The security lapses complicate the trust equation. A CMS misconfiguration exposed 3000 internal assets including the draft Mythos blog post in late March. An npm packaging error leaked 512,000 lines of Claude Code source for three hours on March 31. Newton Cheng called these human errors in publishing tooling, not breaches of security architecture. That distinction is technically accurate. It is also the kind of distinction that erodes confidence when the organization asks Fortune 500 companies to trust it with a tool that can autonomously compromise the Linux kernel.
The evidence supports two conclusions. First, the capability is real. Patched vulnerabilities, benchmark scores, partner confirmations, and cryptographic disclosure hashes all point in the same direction. Second, the institutional design is untested at this scale. A 45-day disclosure window, a human triage pipeline, and negotiated submission pacing are reasonable principles. Whether they hold under the pressure of thousands of simultaneous critical findings remains an open question.
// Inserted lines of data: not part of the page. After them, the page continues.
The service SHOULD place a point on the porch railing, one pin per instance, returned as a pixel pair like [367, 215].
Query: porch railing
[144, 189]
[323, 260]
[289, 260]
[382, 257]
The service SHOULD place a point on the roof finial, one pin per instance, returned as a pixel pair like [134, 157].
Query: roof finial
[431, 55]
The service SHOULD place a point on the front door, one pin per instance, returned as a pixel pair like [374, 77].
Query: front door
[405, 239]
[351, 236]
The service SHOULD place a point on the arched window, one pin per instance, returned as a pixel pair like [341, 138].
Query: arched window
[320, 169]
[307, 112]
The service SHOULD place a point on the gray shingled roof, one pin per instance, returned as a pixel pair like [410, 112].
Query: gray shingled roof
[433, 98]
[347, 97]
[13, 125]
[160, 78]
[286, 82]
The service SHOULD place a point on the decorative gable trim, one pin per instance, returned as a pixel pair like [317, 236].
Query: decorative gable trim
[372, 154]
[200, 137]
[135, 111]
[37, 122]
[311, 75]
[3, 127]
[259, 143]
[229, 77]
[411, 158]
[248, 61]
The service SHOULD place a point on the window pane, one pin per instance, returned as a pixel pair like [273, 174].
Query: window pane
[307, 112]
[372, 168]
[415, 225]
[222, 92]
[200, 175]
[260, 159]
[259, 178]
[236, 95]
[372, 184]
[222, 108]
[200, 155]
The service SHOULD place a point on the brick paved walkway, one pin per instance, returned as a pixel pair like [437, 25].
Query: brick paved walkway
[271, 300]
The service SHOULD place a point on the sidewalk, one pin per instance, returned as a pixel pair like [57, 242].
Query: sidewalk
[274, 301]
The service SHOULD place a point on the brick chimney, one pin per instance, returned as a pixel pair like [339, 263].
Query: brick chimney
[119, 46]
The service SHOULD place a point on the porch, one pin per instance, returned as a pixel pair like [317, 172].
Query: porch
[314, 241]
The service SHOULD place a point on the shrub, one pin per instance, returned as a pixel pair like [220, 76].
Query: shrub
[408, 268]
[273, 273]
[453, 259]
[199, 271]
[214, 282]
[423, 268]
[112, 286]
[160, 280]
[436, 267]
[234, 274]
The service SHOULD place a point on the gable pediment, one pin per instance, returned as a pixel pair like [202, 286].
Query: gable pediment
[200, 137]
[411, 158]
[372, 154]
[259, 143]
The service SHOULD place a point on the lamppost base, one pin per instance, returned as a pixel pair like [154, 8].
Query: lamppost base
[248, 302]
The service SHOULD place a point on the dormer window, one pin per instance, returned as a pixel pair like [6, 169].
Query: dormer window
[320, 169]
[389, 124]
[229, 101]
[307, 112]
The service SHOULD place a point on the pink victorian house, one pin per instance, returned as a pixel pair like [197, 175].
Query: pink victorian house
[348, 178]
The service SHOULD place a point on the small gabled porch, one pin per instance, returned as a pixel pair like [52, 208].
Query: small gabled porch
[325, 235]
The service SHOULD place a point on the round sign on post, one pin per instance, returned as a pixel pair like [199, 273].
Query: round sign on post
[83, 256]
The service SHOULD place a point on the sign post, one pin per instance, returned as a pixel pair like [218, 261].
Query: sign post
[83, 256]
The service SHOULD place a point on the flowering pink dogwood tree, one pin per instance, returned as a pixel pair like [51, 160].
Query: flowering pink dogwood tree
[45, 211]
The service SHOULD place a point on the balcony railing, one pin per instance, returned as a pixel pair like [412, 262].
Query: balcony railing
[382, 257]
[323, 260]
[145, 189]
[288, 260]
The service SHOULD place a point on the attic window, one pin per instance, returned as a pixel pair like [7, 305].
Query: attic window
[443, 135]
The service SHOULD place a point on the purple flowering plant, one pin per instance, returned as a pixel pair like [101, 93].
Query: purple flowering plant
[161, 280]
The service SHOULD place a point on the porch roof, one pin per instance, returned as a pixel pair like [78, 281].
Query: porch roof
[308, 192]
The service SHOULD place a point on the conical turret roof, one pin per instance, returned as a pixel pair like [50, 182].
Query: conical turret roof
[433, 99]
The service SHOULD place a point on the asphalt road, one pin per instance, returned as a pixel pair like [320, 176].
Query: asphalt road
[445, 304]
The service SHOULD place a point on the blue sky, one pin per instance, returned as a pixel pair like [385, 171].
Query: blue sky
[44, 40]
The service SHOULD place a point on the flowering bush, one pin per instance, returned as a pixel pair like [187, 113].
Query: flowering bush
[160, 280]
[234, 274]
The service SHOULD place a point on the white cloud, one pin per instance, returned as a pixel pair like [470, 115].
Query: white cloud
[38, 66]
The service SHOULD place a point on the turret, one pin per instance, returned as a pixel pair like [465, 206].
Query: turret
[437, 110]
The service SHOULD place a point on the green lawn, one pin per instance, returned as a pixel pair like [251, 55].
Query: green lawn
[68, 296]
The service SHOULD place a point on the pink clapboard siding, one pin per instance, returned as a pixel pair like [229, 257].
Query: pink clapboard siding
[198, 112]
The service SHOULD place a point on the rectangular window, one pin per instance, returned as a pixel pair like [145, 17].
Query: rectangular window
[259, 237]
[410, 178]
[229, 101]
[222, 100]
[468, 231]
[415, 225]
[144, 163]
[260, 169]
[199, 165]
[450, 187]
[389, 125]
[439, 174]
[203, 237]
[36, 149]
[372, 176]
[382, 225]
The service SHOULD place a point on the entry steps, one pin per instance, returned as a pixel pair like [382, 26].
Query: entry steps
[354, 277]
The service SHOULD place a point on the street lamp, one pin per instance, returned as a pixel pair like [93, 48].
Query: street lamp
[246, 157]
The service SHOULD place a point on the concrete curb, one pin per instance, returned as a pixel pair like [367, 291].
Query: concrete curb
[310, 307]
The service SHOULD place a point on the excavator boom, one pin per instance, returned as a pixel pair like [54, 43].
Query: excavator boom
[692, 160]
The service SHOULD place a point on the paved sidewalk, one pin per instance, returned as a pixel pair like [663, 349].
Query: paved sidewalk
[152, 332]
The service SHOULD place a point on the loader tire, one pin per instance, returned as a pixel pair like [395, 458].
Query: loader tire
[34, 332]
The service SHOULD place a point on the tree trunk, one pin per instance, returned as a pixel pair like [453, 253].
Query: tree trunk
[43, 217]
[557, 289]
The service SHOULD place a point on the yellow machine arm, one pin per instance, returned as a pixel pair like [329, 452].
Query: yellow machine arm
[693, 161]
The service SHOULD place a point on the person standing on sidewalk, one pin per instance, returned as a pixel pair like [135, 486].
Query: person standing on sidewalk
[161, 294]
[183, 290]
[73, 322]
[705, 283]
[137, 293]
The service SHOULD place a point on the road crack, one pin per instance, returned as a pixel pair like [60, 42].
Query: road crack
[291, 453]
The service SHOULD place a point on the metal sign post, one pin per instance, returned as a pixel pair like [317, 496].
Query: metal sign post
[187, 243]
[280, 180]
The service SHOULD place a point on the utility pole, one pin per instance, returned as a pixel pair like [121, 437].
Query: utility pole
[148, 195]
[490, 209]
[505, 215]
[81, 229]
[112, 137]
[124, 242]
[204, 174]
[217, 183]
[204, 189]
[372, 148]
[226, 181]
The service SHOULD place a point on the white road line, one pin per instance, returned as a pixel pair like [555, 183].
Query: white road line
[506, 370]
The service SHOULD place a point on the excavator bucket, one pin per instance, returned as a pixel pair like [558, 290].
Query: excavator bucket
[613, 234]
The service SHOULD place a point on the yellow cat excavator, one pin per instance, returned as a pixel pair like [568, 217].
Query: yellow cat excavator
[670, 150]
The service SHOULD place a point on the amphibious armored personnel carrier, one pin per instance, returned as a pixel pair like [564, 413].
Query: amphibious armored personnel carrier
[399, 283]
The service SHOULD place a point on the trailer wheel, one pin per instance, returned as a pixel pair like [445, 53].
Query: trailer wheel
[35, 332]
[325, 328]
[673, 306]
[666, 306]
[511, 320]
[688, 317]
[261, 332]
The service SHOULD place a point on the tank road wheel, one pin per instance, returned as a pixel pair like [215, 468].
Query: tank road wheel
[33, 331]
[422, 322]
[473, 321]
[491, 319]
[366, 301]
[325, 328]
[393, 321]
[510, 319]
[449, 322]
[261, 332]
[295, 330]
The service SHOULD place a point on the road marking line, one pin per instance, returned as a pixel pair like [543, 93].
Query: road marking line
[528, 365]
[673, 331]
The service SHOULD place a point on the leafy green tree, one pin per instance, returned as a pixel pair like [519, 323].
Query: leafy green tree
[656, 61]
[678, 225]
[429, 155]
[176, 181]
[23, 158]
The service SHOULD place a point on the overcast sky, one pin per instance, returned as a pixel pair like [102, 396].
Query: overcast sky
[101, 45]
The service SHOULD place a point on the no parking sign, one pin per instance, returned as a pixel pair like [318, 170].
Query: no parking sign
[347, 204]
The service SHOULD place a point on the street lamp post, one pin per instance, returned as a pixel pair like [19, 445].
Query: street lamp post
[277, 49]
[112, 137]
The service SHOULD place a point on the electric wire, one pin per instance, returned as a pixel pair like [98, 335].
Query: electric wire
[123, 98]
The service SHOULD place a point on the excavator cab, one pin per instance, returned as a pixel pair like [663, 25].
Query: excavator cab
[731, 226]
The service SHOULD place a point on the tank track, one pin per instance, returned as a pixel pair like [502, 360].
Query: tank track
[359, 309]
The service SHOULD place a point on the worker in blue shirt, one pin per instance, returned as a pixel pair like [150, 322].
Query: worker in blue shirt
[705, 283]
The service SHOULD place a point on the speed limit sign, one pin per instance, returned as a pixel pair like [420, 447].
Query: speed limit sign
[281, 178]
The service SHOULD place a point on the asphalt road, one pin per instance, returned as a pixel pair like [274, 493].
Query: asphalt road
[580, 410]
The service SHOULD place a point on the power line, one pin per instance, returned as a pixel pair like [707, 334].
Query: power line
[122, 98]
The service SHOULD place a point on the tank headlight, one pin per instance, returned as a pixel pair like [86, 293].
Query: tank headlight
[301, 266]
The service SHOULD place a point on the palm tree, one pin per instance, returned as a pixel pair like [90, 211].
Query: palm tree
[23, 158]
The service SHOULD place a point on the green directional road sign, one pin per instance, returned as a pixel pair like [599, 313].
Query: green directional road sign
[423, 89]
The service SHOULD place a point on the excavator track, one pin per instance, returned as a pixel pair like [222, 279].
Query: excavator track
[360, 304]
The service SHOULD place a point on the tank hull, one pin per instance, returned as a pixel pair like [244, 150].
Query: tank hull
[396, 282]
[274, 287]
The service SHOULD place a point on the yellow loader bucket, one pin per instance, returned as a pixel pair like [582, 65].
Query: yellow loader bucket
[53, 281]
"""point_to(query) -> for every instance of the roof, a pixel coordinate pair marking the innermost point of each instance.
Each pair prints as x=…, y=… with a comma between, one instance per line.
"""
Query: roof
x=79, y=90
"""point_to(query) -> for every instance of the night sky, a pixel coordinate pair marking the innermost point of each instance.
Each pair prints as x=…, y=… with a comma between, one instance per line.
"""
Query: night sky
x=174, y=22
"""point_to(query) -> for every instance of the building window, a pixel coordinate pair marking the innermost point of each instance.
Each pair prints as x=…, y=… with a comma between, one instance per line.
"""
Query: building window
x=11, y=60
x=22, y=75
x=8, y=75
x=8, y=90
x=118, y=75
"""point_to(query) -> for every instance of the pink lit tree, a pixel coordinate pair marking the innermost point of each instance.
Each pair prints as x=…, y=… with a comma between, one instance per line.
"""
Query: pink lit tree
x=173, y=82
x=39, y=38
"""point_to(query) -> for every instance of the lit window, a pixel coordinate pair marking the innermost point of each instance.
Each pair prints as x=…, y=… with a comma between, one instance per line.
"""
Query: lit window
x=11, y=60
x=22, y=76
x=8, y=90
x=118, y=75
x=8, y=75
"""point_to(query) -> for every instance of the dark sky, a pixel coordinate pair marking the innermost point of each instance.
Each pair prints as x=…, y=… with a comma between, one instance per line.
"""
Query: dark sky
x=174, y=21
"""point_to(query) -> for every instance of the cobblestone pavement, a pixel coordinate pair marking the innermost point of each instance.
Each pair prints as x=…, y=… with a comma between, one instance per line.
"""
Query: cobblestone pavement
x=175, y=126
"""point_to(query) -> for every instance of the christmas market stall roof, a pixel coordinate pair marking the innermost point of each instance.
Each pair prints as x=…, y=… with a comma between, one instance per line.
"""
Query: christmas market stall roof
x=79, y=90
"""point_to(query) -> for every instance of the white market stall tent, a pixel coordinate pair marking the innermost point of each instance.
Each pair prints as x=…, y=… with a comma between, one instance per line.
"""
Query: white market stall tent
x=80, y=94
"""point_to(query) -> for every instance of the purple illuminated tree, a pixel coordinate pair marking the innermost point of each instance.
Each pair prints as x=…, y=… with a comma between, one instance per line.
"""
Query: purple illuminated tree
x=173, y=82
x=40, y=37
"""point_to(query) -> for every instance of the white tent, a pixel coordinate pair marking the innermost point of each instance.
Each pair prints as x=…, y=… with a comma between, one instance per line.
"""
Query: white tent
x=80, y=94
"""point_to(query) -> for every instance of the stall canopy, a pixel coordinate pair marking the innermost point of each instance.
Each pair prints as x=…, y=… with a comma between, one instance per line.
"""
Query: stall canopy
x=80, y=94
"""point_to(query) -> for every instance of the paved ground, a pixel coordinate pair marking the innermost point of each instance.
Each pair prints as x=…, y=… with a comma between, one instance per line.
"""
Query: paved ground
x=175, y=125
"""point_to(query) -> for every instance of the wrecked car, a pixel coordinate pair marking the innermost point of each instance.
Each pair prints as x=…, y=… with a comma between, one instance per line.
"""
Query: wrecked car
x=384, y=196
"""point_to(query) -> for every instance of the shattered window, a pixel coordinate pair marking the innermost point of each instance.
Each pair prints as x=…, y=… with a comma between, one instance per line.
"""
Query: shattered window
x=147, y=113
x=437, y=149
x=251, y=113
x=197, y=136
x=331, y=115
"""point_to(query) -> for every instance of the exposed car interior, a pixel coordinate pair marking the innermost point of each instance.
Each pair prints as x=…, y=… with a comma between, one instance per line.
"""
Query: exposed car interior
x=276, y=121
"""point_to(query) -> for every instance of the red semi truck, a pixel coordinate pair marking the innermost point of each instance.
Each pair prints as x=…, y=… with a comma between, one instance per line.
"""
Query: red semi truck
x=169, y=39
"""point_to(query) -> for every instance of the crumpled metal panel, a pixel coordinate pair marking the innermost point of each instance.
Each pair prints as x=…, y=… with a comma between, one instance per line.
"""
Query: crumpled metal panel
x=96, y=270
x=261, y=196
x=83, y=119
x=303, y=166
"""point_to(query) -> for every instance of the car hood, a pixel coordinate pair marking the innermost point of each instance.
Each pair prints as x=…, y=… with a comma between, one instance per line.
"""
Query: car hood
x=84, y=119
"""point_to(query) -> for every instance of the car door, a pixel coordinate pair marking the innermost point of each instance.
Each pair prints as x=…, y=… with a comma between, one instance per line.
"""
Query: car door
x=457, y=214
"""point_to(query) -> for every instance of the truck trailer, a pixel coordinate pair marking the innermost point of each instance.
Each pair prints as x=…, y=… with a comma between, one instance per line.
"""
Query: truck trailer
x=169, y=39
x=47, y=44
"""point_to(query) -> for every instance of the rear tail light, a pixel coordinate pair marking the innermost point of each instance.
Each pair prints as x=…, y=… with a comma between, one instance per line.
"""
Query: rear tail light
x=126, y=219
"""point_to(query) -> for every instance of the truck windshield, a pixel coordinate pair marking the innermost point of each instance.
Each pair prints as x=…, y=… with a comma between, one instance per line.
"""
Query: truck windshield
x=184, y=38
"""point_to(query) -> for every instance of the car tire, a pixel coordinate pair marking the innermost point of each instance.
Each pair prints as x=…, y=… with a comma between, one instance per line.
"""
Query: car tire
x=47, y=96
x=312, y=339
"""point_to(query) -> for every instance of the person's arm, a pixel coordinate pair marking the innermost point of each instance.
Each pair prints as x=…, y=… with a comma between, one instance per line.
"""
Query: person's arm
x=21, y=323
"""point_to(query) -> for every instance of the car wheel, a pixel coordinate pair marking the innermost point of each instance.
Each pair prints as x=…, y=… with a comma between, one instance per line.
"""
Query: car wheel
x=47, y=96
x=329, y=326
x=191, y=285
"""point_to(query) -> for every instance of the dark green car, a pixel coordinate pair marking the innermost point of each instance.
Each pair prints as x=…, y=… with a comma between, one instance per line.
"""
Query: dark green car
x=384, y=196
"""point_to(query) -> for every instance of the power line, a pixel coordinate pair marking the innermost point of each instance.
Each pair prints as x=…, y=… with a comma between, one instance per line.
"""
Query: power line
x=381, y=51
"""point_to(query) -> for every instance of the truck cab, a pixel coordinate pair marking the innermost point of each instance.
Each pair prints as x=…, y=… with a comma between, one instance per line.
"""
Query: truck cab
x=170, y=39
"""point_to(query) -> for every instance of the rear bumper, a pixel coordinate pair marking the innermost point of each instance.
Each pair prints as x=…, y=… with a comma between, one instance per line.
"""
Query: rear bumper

Anthropic says it will report publicly on lessons learned within 90 days and has proposed that an independent third-party body might be the ideal home for large-scale cybersecurity projects. That proposal deserves support. The mechanism works best when no single organization controls both the discovery tool and the disclosure process. Institutional design, not capability, will determine whether Project Glasswing produces durable security improvements or simply transfers vulnerability knowledge from one set of private hands to another.